Olivier El Khoury

Radja Nainggolan, le coup fumant ?

Olivier El Khoury Ecrivain, supporter et fidèle milieu de terrain en P4.

Nice, juin 2016, phase de poules de l’EURO. Je suis dans la tribune derrière le goal, au premier rang. Pile dans la trajectoire de la balle. Si le filet se troue, je la prends en plein dans le visage. Et il aurait pu se trouer, à cette puissance, on a déjà vu des choses moins étonnantes se produire. Alors plutôt que de célébrer, je me retourne dans un réflexe et je me protège la tête avec mon bras, comme pour éviter un poing dans la gueule, moi qui ne sais pas me battre. Sauf que c’est pas un poing qui déchire le petit filet, mais la frappe de Radja Nainggolan, un véritable missile.
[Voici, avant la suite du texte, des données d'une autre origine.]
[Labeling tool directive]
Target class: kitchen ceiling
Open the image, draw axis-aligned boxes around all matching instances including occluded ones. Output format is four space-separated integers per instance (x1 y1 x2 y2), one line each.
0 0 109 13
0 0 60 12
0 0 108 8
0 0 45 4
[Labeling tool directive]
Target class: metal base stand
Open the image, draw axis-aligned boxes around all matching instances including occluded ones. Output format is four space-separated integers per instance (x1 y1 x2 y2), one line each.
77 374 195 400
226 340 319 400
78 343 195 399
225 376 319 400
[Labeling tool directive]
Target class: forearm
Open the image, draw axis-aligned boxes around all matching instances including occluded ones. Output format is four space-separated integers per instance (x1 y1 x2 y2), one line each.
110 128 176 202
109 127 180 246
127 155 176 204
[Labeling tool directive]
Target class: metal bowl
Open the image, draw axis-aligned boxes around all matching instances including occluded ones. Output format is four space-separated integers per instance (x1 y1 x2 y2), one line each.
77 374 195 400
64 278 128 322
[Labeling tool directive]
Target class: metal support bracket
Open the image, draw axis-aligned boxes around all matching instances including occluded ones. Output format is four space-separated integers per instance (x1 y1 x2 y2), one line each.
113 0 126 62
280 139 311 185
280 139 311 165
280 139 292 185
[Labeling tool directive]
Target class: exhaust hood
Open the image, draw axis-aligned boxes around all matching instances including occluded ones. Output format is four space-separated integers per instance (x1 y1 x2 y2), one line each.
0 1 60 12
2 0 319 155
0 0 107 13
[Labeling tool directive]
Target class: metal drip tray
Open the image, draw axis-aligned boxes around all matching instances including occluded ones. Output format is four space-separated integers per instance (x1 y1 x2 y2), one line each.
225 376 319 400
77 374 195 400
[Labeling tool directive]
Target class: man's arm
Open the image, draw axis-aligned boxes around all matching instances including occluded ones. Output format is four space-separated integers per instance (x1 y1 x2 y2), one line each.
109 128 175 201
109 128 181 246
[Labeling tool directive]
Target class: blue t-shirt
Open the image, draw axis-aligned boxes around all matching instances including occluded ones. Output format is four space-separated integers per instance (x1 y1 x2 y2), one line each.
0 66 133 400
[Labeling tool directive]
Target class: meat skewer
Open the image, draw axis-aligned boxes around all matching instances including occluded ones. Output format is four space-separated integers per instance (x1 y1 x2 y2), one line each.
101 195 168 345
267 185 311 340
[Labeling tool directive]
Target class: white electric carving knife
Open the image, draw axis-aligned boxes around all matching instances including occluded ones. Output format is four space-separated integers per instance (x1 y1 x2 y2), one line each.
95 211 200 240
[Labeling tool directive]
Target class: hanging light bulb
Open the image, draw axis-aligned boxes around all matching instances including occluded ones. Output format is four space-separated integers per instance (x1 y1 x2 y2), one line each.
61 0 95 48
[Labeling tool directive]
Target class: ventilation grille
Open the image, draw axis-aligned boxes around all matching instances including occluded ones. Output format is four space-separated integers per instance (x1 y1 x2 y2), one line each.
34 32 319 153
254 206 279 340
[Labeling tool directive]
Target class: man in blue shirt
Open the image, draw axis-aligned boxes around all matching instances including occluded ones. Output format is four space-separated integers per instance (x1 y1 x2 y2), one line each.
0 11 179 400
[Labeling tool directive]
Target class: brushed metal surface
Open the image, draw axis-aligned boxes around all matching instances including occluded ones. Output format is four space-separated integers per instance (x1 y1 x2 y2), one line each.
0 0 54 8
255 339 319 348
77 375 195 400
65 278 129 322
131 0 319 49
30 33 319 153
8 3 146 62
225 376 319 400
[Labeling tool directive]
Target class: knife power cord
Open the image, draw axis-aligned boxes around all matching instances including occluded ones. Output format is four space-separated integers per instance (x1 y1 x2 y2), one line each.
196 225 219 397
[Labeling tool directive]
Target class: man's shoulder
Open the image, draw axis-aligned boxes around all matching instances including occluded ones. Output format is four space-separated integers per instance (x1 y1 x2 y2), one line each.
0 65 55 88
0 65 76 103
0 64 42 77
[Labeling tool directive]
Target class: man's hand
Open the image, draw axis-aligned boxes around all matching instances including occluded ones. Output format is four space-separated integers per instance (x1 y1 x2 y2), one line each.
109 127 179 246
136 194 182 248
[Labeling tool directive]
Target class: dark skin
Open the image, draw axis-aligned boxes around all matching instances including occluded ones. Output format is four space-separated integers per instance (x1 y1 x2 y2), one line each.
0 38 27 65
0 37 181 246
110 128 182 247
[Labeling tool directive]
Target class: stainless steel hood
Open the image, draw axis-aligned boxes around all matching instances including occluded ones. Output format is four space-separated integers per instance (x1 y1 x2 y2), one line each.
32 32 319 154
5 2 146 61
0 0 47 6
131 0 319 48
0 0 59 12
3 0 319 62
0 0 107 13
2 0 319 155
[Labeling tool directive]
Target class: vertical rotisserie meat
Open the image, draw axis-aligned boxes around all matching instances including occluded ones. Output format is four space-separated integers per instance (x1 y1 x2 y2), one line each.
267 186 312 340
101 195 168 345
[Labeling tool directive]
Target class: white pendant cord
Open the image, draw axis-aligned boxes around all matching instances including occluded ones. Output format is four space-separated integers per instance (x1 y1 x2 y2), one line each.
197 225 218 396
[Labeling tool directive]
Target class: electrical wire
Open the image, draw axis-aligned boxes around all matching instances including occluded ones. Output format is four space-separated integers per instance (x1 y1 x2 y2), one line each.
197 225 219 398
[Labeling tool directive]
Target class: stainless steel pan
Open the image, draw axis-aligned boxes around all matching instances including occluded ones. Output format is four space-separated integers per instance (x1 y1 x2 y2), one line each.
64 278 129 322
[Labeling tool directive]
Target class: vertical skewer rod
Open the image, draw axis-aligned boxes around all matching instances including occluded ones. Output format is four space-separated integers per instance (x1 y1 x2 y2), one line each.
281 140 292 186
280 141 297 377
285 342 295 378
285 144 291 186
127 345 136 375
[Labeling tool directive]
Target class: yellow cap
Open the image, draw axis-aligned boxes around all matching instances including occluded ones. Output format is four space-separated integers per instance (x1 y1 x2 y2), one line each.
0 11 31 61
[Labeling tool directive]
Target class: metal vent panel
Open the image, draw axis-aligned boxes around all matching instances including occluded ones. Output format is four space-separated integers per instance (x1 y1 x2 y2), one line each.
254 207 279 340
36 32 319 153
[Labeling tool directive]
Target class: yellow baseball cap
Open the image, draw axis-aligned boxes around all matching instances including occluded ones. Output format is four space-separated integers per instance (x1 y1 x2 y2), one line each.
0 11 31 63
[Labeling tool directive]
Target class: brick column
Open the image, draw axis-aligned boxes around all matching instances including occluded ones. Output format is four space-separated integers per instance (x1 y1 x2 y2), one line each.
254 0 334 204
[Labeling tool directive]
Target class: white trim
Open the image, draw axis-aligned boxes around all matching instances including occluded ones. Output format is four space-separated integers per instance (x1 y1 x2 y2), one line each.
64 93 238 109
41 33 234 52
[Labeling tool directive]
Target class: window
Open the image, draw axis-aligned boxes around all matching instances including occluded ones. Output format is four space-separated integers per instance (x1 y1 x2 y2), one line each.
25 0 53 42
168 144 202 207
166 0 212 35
Le Ninja est un punk, et pas que dans la dégaine.

Au bout de 80 minutes d’ennui passées à admirer le spectacle des supporters suédois dans les tribunes, à défaut d’avoir un match intéressant à me mettre sous la dent, j’ai vu Radja réceptionner un centre de Hazard à l’entrée de la surface, il l’a contrôlé d’un rebond et avec une technique et une force uniques, il a pulvérisé Isaksson et les rêves de qualifications de la bande à Ibra. Contrôle hors du rectangle, patate et goal. Sa spéciale. Il l’a fait avec Cagliari, il l’a fait avec Rome, il l’a fait avec l’Inter, c’est sa signature.

À l’époque où il jouait à Rome, je le comparais à Arturo Vidal, et pas seulement à cause de leur excentricité capillaire ou des mètres carrés de peau tatoués. Un milieu tout terrain, bas sur ses appuis, agressif voire salopard, rapide et sec sur l’homme. Et avec une frappe phénoménale. Un profil hyper rare. Je n’ai toujours pas digéré que Martínez ne l’ai pas emmené avec lui à la Coupe du monde. Et à ceux qui me rappellent « regarde ce qu’on a réussi à faire sans lui », je rétorque « imagine ce qu’on aurait pu faire avec lui ». Sans doute trop de personnalité pour le tiède sélectionneur. Mais imaginez. Un paquet de tripes parmi les braves, des litres de sueur, de l’encre sur les muscles, un peu de sang, et quelques coquards. Le gladiateur romain aurait pu faire de la Russie son arène. Car qui n’a pas besoin d’un chien pour monter la garde et aboyer quand on s’en prend à ses troupes.

Et quoi si on l’a vu clope au bec, bière en main? Et quoi si son look dérange? Si ses excentricités sont incomprises? Le Ninja est un punk, et pas que dans la dégaine. Un peu de relief dans ce monde policé, un peu de crasse, enfin!

Aujourd’hui, le bulldog va labourer les terrains de la Pro League et j’ai encore du mal à y croire. Du mal à croire que personne d’autre que l’Antwerp n’ait pensé à lui ou ait eu l’envie de sortir le chéquier. Et je ne parle pas de Bruges qui a déjà un milieu stable et bien rôdé. En Allemagne? En Angleterre? Même en Turquie? Personne? Tant mieux pour nous, à vrai dire. Et tant mieux pour l’Antwerp et ses supporters. Pourvu que la qualité des mailles de nos filets soit suffisante pour les ogives de Radja. Et que ce ne soit pas un énième retour raté d’une de nos vedettes. Parce qu’on en a vu des Defour, des Mirallas, entre autres, anciennes gloires venues se la couler douce dans le championnat belge en guise de pré-pension.

Alors peut-être que Radja est une imposture, qu’il débarque en méforme, qu’il est déjà bon pour la casse ou qu’il cache un vice de procédure. Peut-être que c’est pour cela que personne d’autre n’est sur le coup. Mais s’il nous arrive en forme, on va pouvoir se régaler. Et c’est un risque mesuré si l’on en croit le président du matricule 1 qui relativise le salaire de son nouveau joueur. Taclant au passage le rival brugeois et ses dirigeants: « Qui préfériez-vous, Nainggolan pour deux millions par an ou Vanaken pour trois? ».

Pour l’heure, on préfère voir des tacles sur le terrain, avec plus de classe. Et avec l’ex-Diable rouge, on risque d’être servi. Welcome, Radja.